How an Independent Advocate Works

Step one: Meeting with an advocate

Once you have contacted an advocacy organisation, an advocate should arrange a private meeting with you to discuss the support you need. If you live in a care home, sheltered housing or are a patient on a hospital ward, they should first, for security reasons, notify the care home manager, charge nurse or warden of their planned visit. They should explain:

  • their role
  • how they would support you
  • what the advocacy organisation does.

The conversation should be completely confidential so that you can speak openly to the advocate about the issue(s) affecting you.

Step two: Permission to advocate your views

Although the independent advocate should listen to the views of others around you (your GP, carers, social worker, and family), your definition of the problem and the outcome you want, should be their most important concern.

Once the independent advocate knows your views and wishes, they need your permission to advocate for you.

If you give permission then, and only then, does the person become your independent advocate. The independent advocate should then ask you what outcome you want, i.e. how you would like the problem to be resolved. This outcome is the ultimate aim of independent advocacy, unless you decide to change it at a later date based on ongoing information and circumstances.
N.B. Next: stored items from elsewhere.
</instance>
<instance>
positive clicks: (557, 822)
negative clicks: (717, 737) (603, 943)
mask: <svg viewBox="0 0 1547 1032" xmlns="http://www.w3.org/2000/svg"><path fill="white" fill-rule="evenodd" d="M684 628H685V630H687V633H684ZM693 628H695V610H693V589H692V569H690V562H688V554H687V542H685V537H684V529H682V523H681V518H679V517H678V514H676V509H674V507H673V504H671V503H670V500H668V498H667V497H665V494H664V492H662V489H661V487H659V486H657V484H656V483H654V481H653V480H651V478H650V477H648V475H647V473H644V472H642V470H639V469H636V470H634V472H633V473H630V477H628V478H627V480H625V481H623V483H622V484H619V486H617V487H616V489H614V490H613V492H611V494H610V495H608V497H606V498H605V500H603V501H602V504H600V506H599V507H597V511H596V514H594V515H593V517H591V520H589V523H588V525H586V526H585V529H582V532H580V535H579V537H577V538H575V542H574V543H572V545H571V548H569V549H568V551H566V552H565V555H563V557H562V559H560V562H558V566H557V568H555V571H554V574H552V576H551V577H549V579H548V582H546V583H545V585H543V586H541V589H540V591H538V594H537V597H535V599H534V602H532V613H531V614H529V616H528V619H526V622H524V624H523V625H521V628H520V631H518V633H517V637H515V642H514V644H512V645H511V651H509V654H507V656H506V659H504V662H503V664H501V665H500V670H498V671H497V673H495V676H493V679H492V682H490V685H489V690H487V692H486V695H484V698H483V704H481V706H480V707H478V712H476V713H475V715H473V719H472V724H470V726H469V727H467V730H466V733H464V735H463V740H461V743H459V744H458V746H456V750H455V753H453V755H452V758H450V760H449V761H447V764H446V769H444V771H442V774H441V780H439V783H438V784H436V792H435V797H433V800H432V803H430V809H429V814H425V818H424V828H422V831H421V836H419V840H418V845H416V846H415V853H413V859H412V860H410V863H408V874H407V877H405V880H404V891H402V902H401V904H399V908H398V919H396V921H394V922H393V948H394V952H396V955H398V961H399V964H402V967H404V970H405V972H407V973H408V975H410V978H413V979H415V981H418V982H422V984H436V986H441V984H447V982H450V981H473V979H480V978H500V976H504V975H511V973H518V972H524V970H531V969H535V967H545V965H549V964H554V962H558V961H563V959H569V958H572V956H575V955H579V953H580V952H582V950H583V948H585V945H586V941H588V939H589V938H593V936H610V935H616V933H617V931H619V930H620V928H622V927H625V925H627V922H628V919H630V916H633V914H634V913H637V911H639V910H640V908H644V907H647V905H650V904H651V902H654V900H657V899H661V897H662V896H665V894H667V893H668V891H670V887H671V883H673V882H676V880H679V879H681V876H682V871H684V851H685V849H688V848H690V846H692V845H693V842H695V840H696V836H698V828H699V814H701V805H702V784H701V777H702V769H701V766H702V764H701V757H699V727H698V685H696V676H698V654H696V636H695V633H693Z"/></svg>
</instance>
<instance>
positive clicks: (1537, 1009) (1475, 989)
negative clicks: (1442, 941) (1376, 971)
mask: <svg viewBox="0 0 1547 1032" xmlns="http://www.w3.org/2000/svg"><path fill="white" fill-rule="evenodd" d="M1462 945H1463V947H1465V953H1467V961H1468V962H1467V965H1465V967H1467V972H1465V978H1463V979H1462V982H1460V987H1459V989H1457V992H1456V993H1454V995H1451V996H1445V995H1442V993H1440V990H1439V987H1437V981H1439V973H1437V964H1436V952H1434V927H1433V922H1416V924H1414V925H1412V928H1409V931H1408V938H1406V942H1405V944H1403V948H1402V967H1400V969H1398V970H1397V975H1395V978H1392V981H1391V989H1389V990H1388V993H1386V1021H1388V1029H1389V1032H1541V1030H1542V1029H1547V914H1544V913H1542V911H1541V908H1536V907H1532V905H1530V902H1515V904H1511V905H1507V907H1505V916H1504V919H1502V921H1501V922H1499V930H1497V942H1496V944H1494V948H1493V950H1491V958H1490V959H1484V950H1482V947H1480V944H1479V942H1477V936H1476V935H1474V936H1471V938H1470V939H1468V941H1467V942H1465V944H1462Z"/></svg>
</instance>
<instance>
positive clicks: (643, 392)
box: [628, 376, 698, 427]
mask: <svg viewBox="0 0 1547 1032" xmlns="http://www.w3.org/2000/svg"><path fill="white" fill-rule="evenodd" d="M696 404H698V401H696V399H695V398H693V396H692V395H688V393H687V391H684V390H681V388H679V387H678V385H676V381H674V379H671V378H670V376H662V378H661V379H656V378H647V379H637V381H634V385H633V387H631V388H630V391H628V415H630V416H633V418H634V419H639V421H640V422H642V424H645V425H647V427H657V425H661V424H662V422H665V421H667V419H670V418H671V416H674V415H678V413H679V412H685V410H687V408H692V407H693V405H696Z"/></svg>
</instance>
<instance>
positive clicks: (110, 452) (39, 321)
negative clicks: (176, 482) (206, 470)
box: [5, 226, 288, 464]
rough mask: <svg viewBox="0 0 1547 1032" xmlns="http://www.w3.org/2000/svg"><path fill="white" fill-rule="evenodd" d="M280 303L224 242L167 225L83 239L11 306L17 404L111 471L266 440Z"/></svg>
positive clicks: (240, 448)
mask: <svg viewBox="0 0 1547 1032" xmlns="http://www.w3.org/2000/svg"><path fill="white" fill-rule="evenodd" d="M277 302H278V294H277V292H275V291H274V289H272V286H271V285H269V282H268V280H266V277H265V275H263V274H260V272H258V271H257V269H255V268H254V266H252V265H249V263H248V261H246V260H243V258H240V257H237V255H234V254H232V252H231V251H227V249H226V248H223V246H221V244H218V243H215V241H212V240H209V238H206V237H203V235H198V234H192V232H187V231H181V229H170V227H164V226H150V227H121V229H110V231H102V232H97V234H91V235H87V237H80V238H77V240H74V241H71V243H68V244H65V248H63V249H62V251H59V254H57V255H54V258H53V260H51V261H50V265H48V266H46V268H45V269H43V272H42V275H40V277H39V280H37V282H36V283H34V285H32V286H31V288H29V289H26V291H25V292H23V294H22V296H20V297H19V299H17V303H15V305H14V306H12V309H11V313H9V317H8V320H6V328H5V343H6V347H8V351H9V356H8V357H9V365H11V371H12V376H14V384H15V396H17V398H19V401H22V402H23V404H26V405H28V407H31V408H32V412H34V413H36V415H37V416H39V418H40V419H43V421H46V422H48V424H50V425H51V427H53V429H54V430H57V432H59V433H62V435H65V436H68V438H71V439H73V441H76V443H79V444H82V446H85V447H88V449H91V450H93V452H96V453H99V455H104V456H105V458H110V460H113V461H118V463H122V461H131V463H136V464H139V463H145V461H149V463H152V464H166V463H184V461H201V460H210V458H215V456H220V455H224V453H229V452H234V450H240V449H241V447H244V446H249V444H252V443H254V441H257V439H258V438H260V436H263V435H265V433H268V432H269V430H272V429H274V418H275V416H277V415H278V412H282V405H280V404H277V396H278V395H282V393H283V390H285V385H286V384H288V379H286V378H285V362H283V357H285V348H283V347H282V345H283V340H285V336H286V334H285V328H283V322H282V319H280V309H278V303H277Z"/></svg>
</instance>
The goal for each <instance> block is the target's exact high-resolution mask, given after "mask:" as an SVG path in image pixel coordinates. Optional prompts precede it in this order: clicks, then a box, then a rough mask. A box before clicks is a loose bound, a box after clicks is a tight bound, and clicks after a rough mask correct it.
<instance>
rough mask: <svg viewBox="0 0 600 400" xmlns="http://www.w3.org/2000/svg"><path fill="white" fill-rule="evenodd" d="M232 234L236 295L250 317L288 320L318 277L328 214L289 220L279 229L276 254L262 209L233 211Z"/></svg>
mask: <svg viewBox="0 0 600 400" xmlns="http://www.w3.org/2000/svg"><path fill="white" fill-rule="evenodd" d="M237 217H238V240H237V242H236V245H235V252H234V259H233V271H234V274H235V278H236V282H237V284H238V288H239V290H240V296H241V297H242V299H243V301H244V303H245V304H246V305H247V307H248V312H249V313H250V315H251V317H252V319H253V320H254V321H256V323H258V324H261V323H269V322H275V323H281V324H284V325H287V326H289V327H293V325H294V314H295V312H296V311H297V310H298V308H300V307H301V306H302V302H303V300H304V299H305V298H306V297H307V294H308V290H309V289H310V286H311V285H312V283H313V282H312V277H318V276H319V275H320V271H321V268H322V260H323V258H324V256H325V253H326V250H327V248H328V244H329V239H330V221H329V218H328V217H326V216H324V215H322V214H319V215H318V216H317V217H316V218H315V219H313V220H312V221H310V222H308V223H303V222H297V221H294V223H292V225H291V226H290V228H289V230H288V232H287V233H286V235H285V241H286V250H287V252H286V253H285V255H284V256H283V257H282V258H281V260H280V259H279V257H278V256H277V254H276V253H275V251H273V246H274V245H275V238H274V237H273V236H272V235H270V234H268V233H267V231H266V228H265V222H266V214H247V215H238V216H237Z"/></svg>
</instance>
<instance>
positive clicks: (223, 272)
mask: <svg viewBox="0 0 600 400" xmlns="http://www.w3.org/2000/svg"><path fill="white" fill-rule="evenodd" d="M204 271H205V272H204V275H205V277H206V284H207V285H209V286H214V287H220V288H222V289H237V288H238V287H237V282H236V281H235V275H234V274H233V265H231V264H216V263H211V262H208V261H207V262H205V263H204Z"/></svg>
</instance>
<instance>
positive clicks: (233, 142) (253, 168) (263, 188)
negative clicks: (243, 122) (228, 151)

Your advocate should help make sure that you are always fully informed of any developments to the situation.

Step three: Speaking out

The independent advocate should support you to speak out or represent your views, wishes and rights to those involved in your care, e.g. professionals, carers and family.

The advocate should ensure that your views and wishes are conveyed to the people you want to express them to (or to support you to be able to say it yourself, if you want to).

This could be done by letter, telephone or in person (e.g. by attending a meeting with you or on your behalf).

Who is in charge in advocacy work?

You should always be in charge. You have given your view of the problem and decided the outcome you want. You can also end the advocacy partnership at any time, whether the outcome you asked for has been achieved or not. The independent advocate should not try to persuade you to continue the process, whatever stage you have reached. It is your decision.

It is the role of the advocate to inform you of all information relating to you and your situation, so that you can continue to make informed choices and decisions even though the nature of the original issue may change along the way. It is important that the independent advocate asks about your views and wishes and checks what outcome you want, on an ongoing basis. The independent advocate should then continue to voice your continuing or changed views to the other parties involved.